The parser module is designed to be extended both with perl and compiled languages, and much of the parser is written in perl. (This is the plan, at least) Generally there will be one parser, though there's no reason that there can't be multiple independent parsers.
- Bytecode compiler
-
The bytecode compiler module takes a syntax tree from the parser and emits an unoptimized stream of bytecode. This code is suitable for passing straight to the interpreter, though it is probably not going to be very fast.
- Optimizer
-
The optimizer module takes the bytecode stream from the compiler and optionally the syntax tree the bytecode was generated from, and optimizes the bytecode.
- Interpreter
-
The interpreter module takes the bytecode stream from either the optimizer or the bytecode compiler and executes it. There must always be at least one interpreter module available for any program that can handle all of perl, since it's required for use statements and BEGIN blocks.
While there must be at least one interpreter, there may be multiple interpreter modules linked into an executable. This would be the case, for example, for programs that produced Java bytecode, where one of the interpreter modules would take the bytecode stream and spit out java bytecode instead of interpreting it.
Independent subsystems
Perl also has a number of subsystems that are independent of any single module.
- PerlIO subsystem
-
The PerlIO subsystem provides source- and platform-independent asynchronous I/O to perl. With this, perl 6 is independent of C's stdio system. (And good riddance--it sucks) How this maps to an OS' underlying I/O code is not generally perl's concern, and a platform isn't obligated to provide asynchronous I/O.
Additionally, the PerlIO subsystem allows a program to push filters onto an input stream if necessary, to manipulate the data before it is presented to a perl program.
- Regex engine
-
The regular expression engine's somewhat decoupled from the guts of perl. Its job is to turn regexes into objects, and apply those regex objects to strings.
API levels
- Embedding
-
The embedding API is the set of calls exported to the embedding application. This is a small, simple set of calls, requiring minimum effort to use.
The goal is to provide an interface that a competent programmer who is uninterested in perl can use to provide access to a perl interpreter within another application with very little programming or intellectual effort. Generally it should take less than thirty minutes for a simple interface, though more complete integration will take longer.

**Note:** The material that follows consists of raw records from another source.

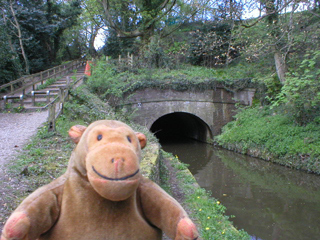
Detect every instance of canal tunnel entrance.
[150,112,212,143]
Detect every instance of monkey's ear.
[68,125,87,143]
[136,132,147,149]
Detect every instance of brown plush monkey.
[1,120,198,240]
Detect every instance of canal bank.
[161,139,320,240]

Backwards binary compatibility at this level is guaranteed across the life of perl 6.
- Extensions
-
The extension API is the set of calls exported to perl extensions. They provide access to most of the things an exension needs to do, while hiding the implementation details. (So that, for example, we can change the way scalars are stored without having to rewrite, or even recompile, an extension)
Binary compatibility is a serious goal, though it may be broken if absolutely necessary.
- Guts
-
The guts-level APIs are the routines used within a component. These aren't guaranteed to be stable, and shouldn't be used outside a component. (For example, an extension to the interpreter shouldn't call any of the parser's internal routines)

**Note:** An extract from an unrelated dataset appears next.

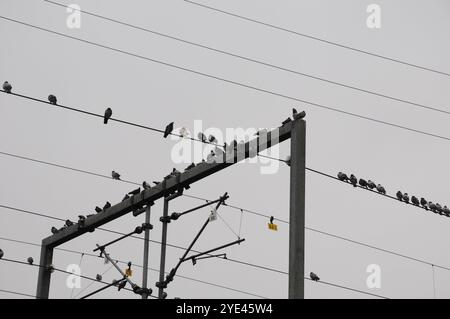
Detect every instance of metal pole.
[142,205,151,299]
[158,197,169,299]
[36,244,53,299]
[289,119,306,299]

No binary compatibility is guaranteed, and routines here may be changed without notice.
VARIATIONS ON A THEME
One of the explicit goals of perl 6 is to generate Java bytecode and .NET code, as well as to run on small devices such as the Palm. The modular nature of perl 6 makes this reasonably straightforward.

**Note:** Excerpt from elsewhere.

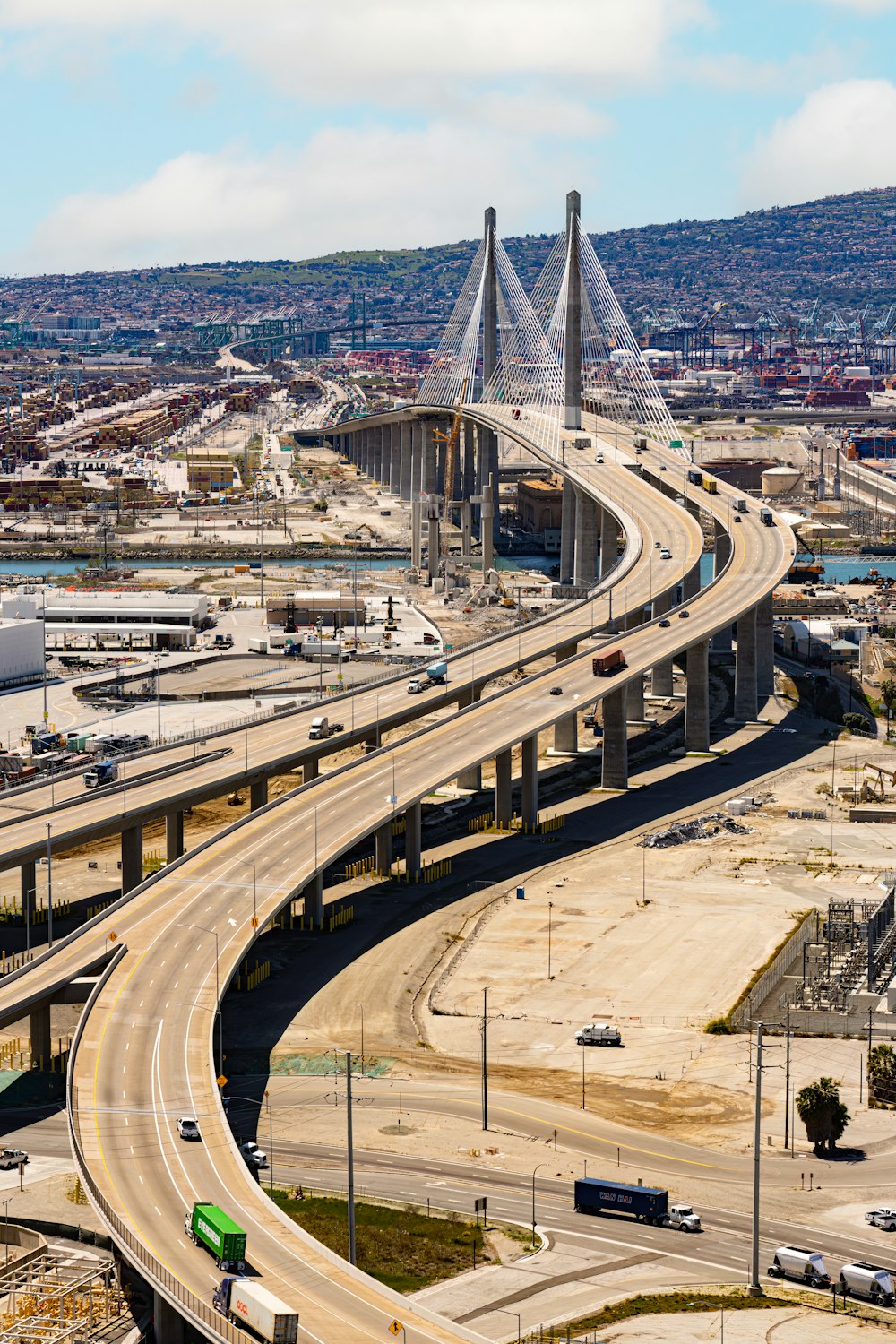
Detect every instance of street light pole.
[532,1163,548,1246]
[47,822,52,948]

- Perl for small platforms
-
For small platforms, the parser, compiler, and optimizer modules are replaced with a small bytecode loader module which reads in perl bytecode and passes it to the interpreter for execution. No string eval, do, use, or require is available, though loading of precompiled modules via do, use, or require may be supported.
- Bytecode compilation
-
One straightforward use of modular perl is to precompile perl source into bytecode and save it for later use. This is easily done by having a second interpreter module. The standard perl interpreter is used during compilation to evaluate BEGIN blocks and such-like things, but a simple freeze-to-disk module is used when mainline execution begins. Then, rather than executing the bytecode, it gets frozen to disk for later loading.
- Perl in, Java (or whatever) out
-
This is a variant of the bytecode compilation. Instead of freezing the bytecode to disk, it's instead translated to something else. That something could be Java bytecode or .NET code, or an executable of some sort. Perl could also be a front end to other modular compilers such as gcc or Compaq's GEM compiler system.
- Standalone pieces
-
Each piece of perl can, with enough support hidden away (in the form of an interpreter for the parsing module, for example), stand on its own. This means it's feasible to have separate executables that parse perl to a syntax tree, turn a syntax tree into bytecode, optimize the bytecode, and execute the bytecode.
This allows us to develop pieces independently--the first version of the parser, for example, can be written mainly in perl 5 using an embedded interpreter. It also means we can have a standalone optimizer which can spend a lot of time groveling over bytecode, far more than you might want to devote to optimizing one-liners or code that'll run only once or twice.
- The perl assembler
-
The parser and bytecode compiler can be replaced with a unit that will eat a textual representation of the bytecode--essentially a perl assembler. This can be useful in a number of ways, allowing programs to emit perl bytecode without having to know the gory details of the binary interface, or in fact having perl immediately available at all. (It also means we can cobble up real perl programs without having a full parser built yet, though that's more an issue of initial implementation than anything else)